Здесь уместно вспомнить один фрагмент из работы К. Поппера «Предположения и опровержения», который достаточно точно, кажется, характеризует положение дел. Иллюстрируя необходимость проведения демаркационной черты между наукой и псевдонаукой, Поппер пишет о своих юношеских сомнениях в научном статусе марксистской теории истории, психоанализа и индивидуальной психологии А. Адлера. С его точки зрения, научная слабость этих теорий состояла в легкости, с которой они интерпретировали в свою пользу любой новый факт, в их поистине неограниченной объяснительной силе. Так, общая теория относительности Эйнштейна делала кажущиеся невероятными предсказания (например, предсказала красное смещение), и Эйнштейн предлагал крайне рискованные для созданной им теории эксперименты, которые, в случае отрицательного результата, наносили бы по ней сокрушительный удар. В противоположность этому любые факты в рамках указанных выше теорий с легкостью интерпретировались в их пользу, придавая основаниям этих теорий характер религиозных догматов [40]. В изложении оппонентов позиция Хомского близка позиции Маркса, Фрейда и Адлера: он болезненно относится к контрпримерам и предпочитает не замечать их или скрываться от них за неопределенностью и неверифицируемостью базовых категорий.
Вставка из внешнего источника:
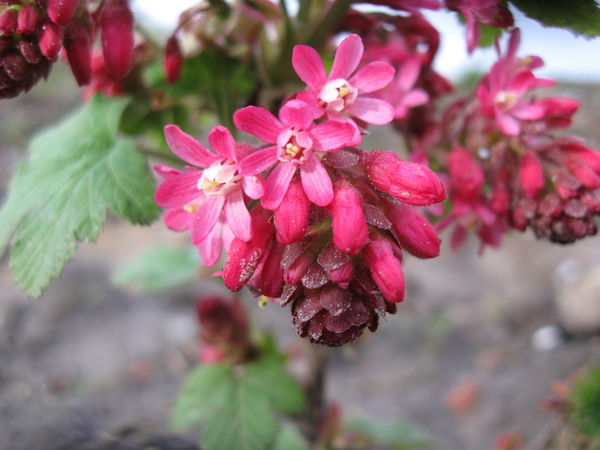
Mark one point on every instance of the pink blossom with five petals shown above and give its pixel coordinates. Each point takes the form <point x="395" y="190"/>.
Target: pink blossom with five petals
<point x="210" y="202"/>
<point x="341" y="91"/>
<point x="296" y="140"/>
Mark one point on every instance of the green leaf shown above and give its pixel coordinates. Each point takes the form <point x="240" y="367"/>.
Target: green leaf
<point x="581" y="17"/>
<point x="236" y="406"/>
<point x="488" y="34"/>
<point x="225" y="83"/>
<point x="585" y="396"/>
<point x="60" y="196"/>
<point x="269" y="377"/>
<point x="161" y="268"/>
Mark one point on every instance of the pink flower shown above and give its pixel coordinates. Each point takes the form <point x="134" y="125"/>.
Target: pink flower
<point x="340" y="92"/>
<point x="501" y="92"/>
<point x="296" y="140"/>
<point x="410" y="183"/>
<point x="207" y="201"/>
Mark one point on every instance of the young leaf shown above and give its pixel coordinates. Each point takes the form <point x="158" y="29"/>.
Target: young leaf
<point x="161" y="268"/>
<point x="236" y="407"/>
<point x="581" y="17"/>
<point x="585" y="396"/>
<point x="60" y="196"/>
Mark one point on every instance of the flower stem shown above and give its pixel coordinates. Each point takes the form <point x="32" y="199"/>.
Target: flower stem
<point x="310" y="419"/>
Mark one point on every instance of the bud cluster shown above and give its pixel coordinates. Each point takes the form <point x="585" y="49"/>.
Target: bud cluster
<point x="506" y="168"/>
<point x="329" y="231"/>
<point x="33" y="33"/>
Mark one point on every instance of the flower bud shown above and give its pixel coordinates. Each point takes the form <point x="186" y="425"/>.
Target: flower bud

Характерную иллюстрацию приводят Лакофф и Джонсон. Хомский различает понятия «допустимый» ( acceptable ) и «грамматически корректный» ( grammatical ). Первое из них характеризует допустимость предложения с точки зрения обычного носителя языка, второе свидетельствует о том, что оно построено по моделям генеративной грамматики. Это дает ему возможность трактовать приводимые его оппонентами примеры, нарушающие универсальность открытых закономерностей, как допустимые, но не корректные грамматически (например, связанные с поверхностными эффектами, но не затрагивающие структуру Универсальной грамматики как системы). Таким образом, теория оказывается неопровержимой, но при этом теряет свой научный статус [41].
Нельзя сказать, что Хомский не реагирует на подобные обвинения генеративной грамматики в неверифицируемости. Он постоянно подчеркивает, что все базовые постулаты его теории – лишь эмпирические гипотезы, и он готов поменять их, если на то появятся серьезные основания. С другой стороны, он утверждает, ссылаясь на подробно описанные историками науки сюжеты, что никакая теория не должна объяснять все. Ее эмпирическая сила определяется масштабом и широтой обобщений, но при этом всегда остаются факты, на первый взгляд, противоречащие ей или не объяснимые в ее рамках. Они не отменяют теорию, но могут относиться к реальностям иного рода, интерпретируемым иными системами, или даже к мистериям, показывающим ограничения человеческого познания в целом. Так, обретение словом значения связано с работой поверхностных интерфейсов, которая характеризуется весьма сложным взаимодействием с другими когнитивными системами и на объяснение которой Хомский не претендует [42].